A beanball analogy

chi-cubs-sorry

I love a good analogy, especially one that I can borrow from sports. Tennis analogies were my favorite once upon a time, which is odd because I don’t play tennis all that much. In order to be consistent, I should look to baseball for analogies whenever I can.

I found just such an analogy today, with the Cubs and the recent flak over the disposal (as in, into the garbage dumpster) of items intended for the family of the late Ron Santo.I wrote a piece for ThroughTheFenceBaseball calling the whole affair “Dumpstergate.”

I’m probably not clever enough to be the first one to coin this phrase, but it seems to be fitting in this situation, due to the level of scandalous behavior involved.

I’ve professed my admiration for Ron Santo before in this space.  He was sometimes annoying in the broadcast booth, and I never really saw him play the game, so it can’t be either of those things that i admired. What I liked about him most was his passion for the game of baseball, together with his efforts to raise money and awareness for Juvenile Diabetes research.

As a Type I, insulin-dependent diabetic, Santo kept this a secret for most of his playing career, out of fear that he would be forced from the game if his condition became known.

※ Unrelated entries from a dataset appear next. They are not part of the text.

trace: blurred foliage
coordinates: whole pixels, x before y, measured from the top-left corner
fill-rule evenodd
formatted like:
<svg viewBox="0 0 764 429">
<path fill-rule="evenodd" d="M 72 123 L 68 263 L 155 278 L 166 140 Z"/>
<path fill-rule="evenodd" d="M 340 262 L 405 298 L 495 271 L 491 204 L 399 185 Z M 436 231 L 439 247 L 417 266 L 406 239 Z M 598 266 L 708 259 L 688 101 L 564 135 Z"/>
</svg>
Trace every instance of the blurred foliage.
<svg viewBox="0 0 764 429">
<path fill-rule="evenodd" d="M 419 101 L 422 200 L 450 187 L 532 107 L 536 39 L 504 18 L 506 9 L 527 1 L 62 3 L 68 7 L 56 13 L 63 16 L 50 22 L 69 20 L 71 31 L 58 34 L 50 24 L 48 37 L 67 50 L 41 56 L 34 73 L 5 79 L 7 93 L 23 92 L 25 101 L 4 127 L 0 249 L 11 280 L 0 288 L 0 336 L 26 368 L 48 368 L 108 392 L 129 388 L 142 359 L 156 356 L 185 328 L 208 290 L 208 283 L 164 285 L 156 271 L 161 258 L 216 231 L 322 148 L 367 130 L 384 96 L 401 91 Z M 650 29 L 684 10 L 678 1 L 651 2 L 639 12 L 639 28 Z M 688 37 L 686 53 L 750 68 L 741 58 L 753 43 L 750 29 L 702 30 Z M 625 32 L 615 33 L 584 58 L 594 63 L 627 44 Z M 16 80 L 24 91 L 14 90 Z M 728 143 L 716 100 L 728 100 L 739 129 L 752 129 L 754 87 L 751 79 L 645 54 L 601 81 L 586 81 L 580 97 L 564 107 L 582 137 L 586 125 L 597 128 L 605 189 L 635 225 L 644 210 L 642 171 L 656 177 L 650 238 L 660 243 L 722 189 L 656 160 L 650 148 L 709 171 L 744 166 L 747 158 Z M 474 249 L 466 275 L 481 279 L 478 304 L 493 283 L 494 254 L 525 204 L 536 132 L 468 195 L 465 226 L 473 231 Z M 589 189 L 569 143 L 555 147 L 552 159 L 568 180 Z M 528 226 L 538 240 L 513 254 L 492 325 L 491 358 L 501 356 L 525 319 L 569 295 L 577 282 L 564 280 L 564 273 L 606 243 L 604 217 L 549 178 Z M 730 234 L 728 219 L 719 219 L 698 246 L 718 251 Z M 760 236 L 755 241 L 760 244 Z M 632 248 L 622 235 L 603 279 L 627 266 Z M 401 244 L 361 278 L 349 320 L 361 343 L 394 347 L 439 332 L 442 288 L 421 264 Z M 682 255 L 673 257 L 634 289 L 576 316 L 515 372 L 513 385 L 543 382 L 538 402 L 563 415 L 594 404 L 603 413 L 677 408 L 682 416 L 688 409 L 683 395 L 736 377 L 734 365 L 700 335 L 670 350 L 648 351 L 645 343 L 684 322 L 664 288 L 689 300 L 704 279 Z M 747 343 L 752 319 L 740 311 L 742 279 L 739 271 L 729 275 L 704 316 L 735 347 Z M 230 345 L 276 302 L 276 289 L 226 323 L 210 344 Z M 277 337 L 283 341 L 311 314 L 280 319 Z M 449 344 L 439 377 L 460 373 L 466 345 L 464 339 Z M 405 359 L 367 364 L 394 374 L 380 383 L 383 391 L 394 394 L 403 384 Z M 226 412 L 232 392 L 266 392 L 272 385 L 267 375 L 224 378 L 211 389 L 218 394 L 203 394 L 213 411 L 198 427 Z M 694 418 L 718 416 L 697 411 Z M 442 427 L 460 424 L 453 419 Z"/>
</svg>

He had to live with a secret–which could have flared up and caused him to have a seizure at almost any minute–because of appearance’s sake.It seems so wrong that he had to endure that, but that’s just what he did.

Anything that disrespects the life and legacy of Ron Santo is bound to go over poorly, at least in this part of the world. And throwing out cards that were supposed to be delivered to his family is disrespectful, in my view. Whether it was intended that way or not, it seems like there was a different way that it could have been handled.

I came up with the beanball analogy in the piece, to describe an immediate hurt when the event happens, followed by a bruise that lingers for a while to remind the injured of what happened. If there’s a better description of what this is like, I can’t think of it right now.